VILLAGE MORT DEBOUT
Simon perd la vie dans un accident de voiture. Un suicide, c’est clair. L’onde de choc frappe l’ensemble de la petite communauté d’Irénée-les-Neiges, un village mort debout, peuplé de désenchantés et dirigé par une mairesse butée et xénophobe. C’est là le point de départ et le décor du formidable et très inspiré RÉPERTOIRE DES VILLES DISPARUES, onzième long métrage de Denis Côté, qui sera présenté en compétition officielle au Festival de Berlin avant d’atteindre nos écrans en mars. Le réalisateur de Curling et de Vic + Flo ont vu un ours nous ramène sur son terrain de jeu de prédilection, la campagne, où cette fois les morts reviennent tourmenter les vivants...
Pourquoi cet intérêt marqué pour le monde rural dans votre oeuvre? Mon imagination s’active beaucoup plus à la campagne. C’est un champ des possibles sans fin et un lieu de tous les excès. Dans mon esprit, c’est là où les gens font les mauvais coups, cachent les secrets ou vivent tout simplement les aventures les plus entières. En ville, je ne saurais pas vraiment où planter ma caméra et je connais trop bien les codes. Je ne me perds pas. La campagne est une jolie page blanche pour moi.
Les revenants qu’on retrouve dans le film font beaucoup penser aux zombies de Les Affamés de Robin Aubert. Qu’est-ce qui les distingue à votre avis? Robin a fait un travail merveilleux. Il a réfléchi au film de genre, à ses clichés, à son héritage que j’aime beaucoup. Mais Répertoire des villes disparues a un vernis moins cool, et les fans de films d’horreur n’éprouveront pas le même plaisir à décortiquer ses trouvailles.
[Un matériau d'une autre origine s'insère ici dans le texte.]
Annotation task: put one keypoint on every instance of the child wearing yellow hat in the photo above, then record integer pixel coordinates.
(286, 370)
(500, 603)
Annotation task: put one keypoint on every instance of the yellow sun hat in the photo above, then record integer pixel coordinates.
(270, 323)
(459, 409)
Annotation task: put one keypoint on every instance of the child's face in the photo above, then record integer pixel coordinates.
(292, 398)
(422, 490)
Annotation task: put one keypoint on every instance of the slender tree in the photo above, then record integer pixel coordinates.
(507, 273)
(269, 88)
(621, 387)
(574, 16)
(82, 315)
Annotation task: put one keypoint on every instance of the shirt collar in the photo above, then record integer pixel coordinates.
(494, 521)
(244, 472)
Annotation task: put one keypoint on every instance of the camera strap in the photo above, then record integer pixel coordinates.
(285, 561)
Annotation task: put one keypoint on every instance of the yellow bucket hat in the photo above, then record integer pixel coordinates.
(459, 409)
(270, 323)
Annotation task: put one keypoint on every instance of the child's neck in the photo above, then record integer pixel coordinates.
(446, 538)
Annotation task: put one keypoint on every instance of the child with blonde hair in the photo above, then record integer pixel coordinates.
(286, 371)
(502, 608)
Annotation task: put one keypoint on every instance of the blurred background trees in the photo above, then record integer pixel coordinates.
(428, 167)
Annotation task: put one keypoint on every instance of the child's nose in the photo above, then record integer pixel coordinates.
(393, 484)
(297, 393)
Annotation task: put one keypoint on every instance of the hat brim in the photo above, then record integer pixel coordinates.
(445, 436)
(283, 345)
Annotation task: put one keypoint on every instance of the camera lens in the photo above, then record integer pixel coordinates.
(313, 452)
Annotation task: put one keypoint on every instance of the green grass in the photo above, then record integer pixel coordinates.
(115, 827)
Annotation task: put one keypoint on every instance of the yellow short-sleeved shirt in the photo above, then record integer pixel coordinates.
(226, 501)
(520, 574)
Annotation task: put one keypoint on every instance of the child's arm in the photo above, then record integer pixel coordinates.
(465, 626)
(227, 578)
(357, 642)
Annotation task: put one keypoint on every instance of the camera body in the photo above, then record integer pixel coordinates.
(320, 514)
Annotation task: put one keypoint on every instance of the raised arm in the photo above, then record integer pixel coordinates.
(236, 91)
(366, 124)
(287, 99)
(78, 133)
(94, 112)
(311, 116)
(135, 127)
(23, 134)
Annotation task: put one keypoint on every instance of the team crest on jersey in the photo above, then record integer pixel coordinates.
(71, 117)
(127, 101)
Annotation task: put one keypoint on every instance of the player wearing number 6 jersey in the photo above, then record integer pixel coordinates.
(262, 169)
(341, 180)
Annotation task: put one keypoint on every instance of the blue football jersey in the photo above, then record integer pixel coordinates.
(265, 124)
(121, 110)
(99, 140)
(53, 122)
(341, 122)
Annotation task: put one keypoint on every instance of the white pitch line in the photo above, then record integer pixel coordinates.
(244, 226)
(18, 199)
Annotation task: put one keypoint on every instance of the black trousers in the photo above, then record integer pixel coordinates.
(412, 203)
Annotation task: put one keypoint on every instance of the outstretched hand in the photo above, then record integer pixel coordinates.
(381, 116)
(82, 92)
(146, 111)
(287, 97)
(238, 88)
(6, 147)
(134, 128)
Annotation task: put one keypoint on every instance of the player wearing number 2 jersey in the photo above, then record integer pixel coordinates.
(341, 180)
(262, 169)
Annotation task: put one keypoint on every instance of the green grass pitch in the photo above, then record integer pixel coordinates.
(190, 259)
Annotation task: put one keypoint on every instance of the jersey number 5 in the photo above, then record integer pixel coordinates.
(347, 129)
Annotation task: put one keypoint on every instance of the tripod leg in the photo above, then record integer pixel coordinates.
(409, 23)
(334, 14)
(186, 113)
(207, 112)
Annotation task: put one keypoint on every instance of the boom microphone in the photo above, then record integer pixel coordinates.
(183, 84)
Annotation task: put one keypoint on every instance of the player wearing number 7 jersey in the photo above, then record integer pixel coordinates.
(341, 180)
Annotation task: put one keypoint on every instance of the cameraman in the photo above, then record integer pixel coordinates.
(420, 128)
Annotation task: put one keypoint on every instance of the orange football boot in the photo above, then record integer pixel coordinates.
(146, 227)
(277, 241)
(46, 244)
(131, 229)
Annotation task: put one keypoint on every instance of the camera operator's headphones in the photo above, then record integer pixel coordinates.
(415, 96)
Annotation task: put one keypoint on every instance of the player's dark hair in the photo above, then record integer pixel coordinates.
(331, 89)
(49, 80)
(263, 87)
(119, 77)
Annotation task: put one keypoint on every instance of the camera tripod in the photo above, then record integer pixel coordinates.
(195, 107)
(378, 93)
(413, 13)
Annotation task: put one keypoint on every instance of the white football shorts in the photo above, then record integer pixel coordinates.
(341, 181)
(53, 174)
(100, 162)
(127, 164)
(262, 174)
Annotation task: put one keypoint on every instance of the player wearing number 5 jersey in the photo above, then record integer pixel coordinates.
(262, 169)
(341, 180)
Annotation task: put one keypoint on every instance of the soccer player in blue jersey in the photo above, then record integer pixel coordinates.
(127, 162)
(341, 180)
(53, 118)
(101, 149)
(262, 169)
Oui, les morts reviennent au village – réellement et métaphoriquement – mais je les utilise comme prétexte pour mieux parler des vivants, de leur résistance au changement et à la différence, de leur peur de l’autre.
Quelles étaient vos sources d’inspiration? Je pense qu’au onzième long métrage, on ne s’abreuve plus beaucoup du travail des autres. On cherche davantage à se bousculer soi-même. Très frontalement, je dirais que la lecture du roman poétique Répertoire des villes disparues de Laurence Olivier, ma principale inspiration, a coïncidé avec l’arrivée des premières vagues de migrants à Lacolle. Le scénario s’est déployé autour de cette inquiétude, ridicule par moments. J’avais envie de créer en périphérie de ce phénomène et de ce débat.